Meet Muzalema Mwanza, a mother and civil engineer who is combating the high rates of maternal and infant mortality in Zambia with a simple, low-cost delivery kit that gives pregnant women access to a clean and safe delivery for their newborns.
Muzalema has always been passionate about social entrepreneurship. As an engineer she ran her own construction company, worked on an innovative women’s fish farm and mentored high school girls on STEM projects. However, it wasn’t until her first pregnancy in 2017 that Muzalema experienced the challenges facing pregnant women in rural Zambia where maternal fatalities are 50 times higher than the global average.

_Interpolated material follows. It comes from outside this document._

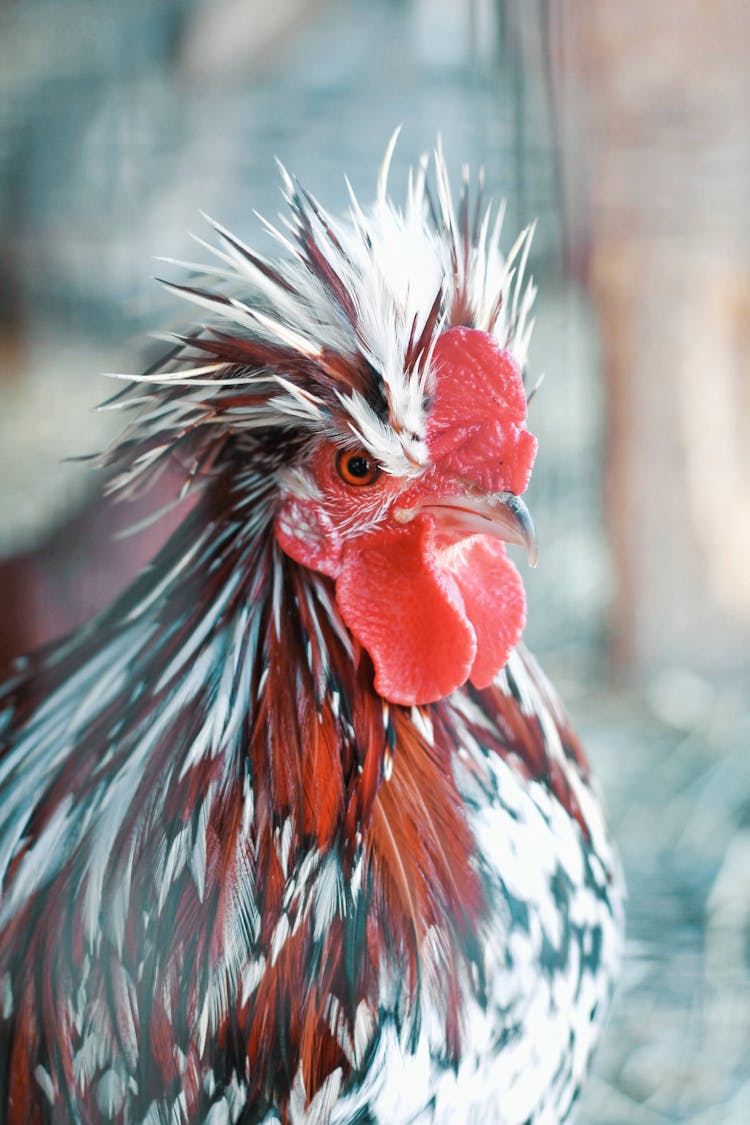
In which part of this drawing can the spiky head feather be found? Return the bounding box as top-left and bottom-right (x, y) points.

Due to a critical shortage of medical supplies, women must bring their own birthing materials, like sterile gloves and surgical blades, to hospital or risk being turned away. When it took Muzalema 10 separate shopping trips to collect her list of mandatory items she realised it was the high cost and low availability of these items that forced many mothers to give birth at home, often with unskilled birth attendants and unsterilized equipment.

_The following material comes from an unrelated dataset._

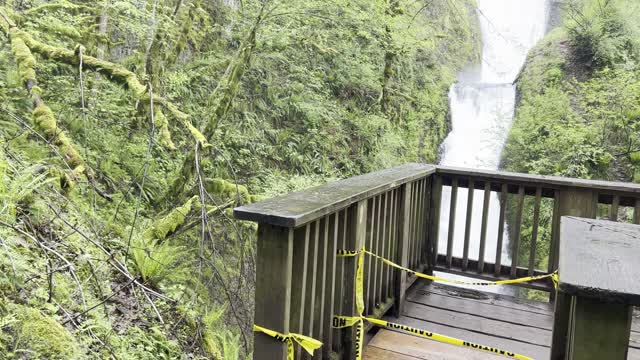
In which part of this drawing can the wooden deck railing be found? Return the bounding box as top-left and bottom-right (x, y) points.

At 36 weeks pregnant, she used her engineering background to develop a prototype of a cheap, disposable birthing kit, which she used during her own childbirth and established the Safe Motherhood Alliance. Using low-cost technology and local materials, Muzalema created a delivery kit that had the essential components recommended by the World Health Organization to reduce risk of infection at the cost of US$10 per unit. In partnership with the Department of Health, Muzalema has now distributed her birth kits to 3,500 health clinics across Zambia.